Siyasal hareketleri belirleyen düşünceler değil artık. İdeolojilerin etkisi iyice azaldı. Asıl sorun bu büyük değişimin insanı kendi içine çekmesi ve dalganın bir unsuru hâline gelmesidir.

Türkiye on on beş yıl önceki Türkiye değil. Doğal olarak insanları da böyle. Siyasal dalgalar düşünsel olmaktan çok psikolojik.

Genç nüfusu olan Türkiye bu dalgalardan en çok etkileneni. Eğitim niteliği çok düşük. Üniversite sayısının artması, bütün yurda yayılması sadece genç kitlelerin birer diploma sahibi olmasını sağlıyor. Bundan sonrası daha önemli. Lisans diplomalarının hiçbir anlamı olmuyor. Yüksek lisan düzeyi bile yetersiz. Sırf üniversiteye girmek, diploma almak sadece bir oyalanma süreci oluyor. Asıl bunalım bundan sonra başlıyor.

Test yarışmacıları olan gençler üniversiteye sadece belli kalıplarla, donanımsız, hedefsiz olarak gidiyorlar. O dönemleri de sadece eğlenme ve zaman geçirme gibi oluyor.

Gençler aldıkları diploma ile bir iş bulma, bir yere yerleşmeleri de artık bir hayal olarak kalıyor. Üretimi olmayan, işletmeleri kapanan bir yerde buluyor kendini.

Gençlerin güven duygusu yok. Siyasal oluşlar ancak kendileri ve çevreleri için kısmen derman olabiliyorlar.
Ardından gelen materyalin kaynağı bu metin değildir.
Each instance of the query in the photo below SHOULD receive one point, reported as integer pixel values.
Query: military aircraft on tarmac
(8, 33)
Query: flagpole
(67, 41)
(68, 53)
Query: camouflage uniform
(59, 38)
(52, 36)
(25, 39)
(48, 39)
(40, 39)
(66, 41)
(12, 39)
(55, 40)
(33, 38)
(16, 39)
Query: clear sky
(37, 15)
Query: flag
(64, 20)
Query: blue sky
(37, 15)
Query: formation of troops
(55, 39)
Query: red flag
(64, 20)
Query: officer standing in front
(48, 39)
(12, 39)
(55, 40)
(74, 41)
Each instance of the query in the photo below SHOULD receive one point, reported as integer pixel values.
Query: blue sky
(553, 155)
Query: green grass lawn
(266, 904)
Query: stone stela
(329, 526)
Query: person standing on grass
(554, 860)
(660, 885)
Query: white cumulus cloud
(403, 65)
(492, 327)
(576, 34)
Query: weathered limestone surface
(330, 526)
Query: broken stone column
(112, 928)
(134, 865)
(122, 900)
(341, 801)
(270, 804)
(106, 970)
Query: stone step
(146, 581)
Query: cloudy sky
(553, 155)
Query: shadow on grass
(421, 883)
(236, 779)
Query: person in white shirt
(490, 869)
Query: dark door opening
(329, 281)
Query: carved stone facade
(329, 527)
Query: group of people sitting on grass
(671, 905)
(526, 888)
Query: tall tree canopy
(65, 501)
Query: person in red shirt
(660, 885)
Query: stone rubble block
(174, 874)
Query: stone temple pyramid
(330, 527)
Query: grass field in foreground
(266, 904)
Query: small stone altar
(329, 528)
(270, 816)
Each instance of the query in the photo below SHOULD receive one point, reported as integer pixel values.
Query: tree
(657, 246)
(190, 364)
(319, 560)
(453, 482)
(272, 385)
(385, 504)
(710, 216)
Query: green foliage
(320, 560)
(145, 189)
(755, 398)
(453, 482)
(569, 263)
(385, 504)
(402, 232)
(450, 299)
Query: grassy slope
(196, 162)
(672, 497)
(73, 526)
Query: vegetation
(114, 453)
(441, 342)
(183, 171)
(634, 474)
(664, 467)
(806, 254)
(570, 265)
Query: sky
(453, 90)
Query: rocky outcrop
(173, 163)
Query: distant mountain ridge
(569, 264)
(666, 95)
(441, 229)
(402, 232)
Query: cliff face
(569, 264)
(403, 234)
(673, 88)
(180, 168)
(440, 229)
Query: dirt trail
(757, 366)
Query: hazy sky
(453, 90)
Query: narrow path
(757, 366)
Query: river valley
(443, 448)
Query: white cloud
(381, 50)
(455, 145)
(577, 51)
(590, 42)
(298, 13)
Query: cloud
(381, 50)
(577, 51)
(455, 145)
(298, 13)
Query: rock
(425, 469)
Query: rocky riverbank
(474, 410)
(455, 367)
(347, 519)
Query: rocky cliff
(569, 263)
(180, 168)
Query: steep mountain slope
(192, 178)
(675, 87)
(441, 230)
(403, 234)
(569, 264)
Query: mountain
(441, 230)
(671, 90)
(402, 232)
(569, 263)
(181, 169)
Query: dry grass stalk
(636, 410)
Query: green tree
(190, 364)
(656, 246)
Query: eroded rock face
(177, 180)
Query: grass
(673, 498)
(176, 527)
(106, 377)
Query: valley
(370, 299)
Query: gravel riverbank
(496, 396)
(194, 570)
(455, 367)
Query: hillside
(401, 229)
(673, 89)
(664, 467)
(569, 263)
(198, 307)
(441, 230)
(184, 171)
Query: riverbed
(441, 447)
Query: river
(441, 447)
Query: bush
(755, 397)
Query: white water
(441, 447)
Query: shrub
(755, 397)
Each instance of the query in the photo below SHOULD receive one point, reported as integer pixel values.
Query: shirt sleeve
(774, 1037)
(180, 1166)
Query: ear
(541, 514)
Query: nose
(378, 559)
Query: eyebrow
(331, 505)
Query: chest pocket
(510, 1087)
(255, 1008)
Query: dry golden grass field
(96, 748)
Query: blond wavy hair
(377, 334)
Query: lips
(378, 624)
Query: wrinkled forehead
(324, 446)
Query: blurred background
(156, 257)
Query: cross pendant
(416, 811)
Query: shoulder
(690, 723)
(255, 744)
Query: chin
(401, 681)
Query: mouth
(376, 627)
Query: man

Bu da yeterli gelmiyor. Çünkü istihdam alanı sınırlı. Böyle olunca iktidarda olan siyasal partinin tabanı da bundan etkileniyor

Yöneticilere karşı bir güvensizlik var. Hiçbir vaat onları tatmin etmiyor. Çünkü gerçekliği yok.

Asıl üzerinde durulması gereken adalet duygusunu iyice zayıflaması. Adalet belli kesimlere için geçerli gibi görünüyor. Bu da insanların güvenini zayıflatıyor.

Dalgaların etkisinde olunsa da gözü açık bir genç kuşak var. Olanı biteni görüyor ve bundan dolayı da inancı yitiyor.

Nefret dili çok daha belirleyici. Kamplaşmalar da tatmin edici değil. Sosyal hayatta yaşananlar çekici geliyor. Bunun sağ veya sol düşüncesi yok artık. Sadece belirleyici olan yaşama tarzıdır ki, bunun da sınırları yok. En keskin uçta görünür gibi olan bir tesettürlü bayan hiç tereddüt etmeden alkol alınan ya da eğlenilen bir mekâna uzak değil. Oralara rahatlıkla gidiyor ve eğleniyor. Görünürdeki kılık kıyafet tamamen ve sadece bir aksesuar. Günün modasının etkisi geçince anında değişime ayak uyduruyor. Geçmişte çok katı olan söz konusu ilkelerden anında vazgeçebiliyor.

Bu değişimleri belirleyen düşünce hareketleri değil. Daha çok psikolojik. Orada ya da burada olmasının hiçbir anlamı yok.

En çok belirleyen ve kitleleri sürükleyen duygu; terör ve çatışmanın getirdiği sürecin oluşan gerilim. Bir de buna ırkî bir durum eklenince sanki bir ideolojiymiş gibi çatışmalar ve gerilimler olabiliyor.  Psikolojik saldırganlık ağır basıyor. Bunlar da günün modası. Bir süre sonra bunun da etkisinin yiteceği kesin. Çünkü dönemlerin belirleyeni daha çok psikoloji.